What’s the Difference Between an Author and a Wannabe Novelist?
Every reader has a story about meeting the author-celebrity of their dreams; I can still barely think about the time at Book Riot Live 2015 when I met Margaret Atwood. She graciously carried the conversation as I stuttered and cast about for something clever to say. (“I, um, like your top? All the… flowers and… yeah.”)
The average person might not recognize an author on the street, but for us book nerds, they are the most exciting celebrities we will meet. It’s easy to build up in our minds the mythos of an author. They’ve won brilliant awards, Obama has read their books; what must it like to be them?
One of the best parts of being in the book world, as a book reviewer and writer myself, is getting to know authors. I love going to readings and events.
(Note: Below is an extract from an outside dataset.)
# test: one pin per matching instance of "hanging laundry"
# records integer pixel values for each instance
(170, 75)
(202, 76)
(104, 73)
Through them, I’ve learned how creating these marvelous works of art can be some of the hardest imaginable creative labor, and how much time is spent toiling in obscurity before (and after) the big release.
Even so, the gap between me and the authors I admire persists. It’s easy to imagine there’s something different about them that makes it possible for them to spin these tales, that gives them the patience and drive to write so tirelessly, to navigate the industry and come out the other side with a bound book.
That will be me someday, I’ve told myself my whole life, but “someday” has a comforting distance to it. That’s not me right now; the times I sit down at my laptop and stare at my latest draft could not feel farther from the imagined exultation of a book pub day or a book reading. The distance seemed too great ever to navigate.
But then I received an invitation for a book launch for Jennifer Ryan’s novel, Chilbury Ladies’ Choir. I recognized the author’s name and the title of her book—but not from my book-world contacts. I had read parts of the books—early drafts of two chapters—in a fiction workshop during my graduate writing program.
Jennifer was not so different from me, in terms of her writing experience; she had also written and revised and written more over the last five years. And now she had a book coming out with a major publisher.
If she could cross the gap, if she could chart a course from wannabe writer with an idea to published author—why couldn’t I?
Suddenly, after years of admiring writers from afar, it clicked with me. The distance between staring at an early draft and publication is not insurmountable. People do it all the time. The only difference between a published author and someone with a good idea is this: the author sits down and types out every word. They polish each crappy rough draft, and they keep coming back.
So here I am. I’m sitting down, and I’m writing. If you’ve ever wanted to make that leap, from book lover to book creator, I hope you’ll join me.
I’ll see you on the other side, someday soon.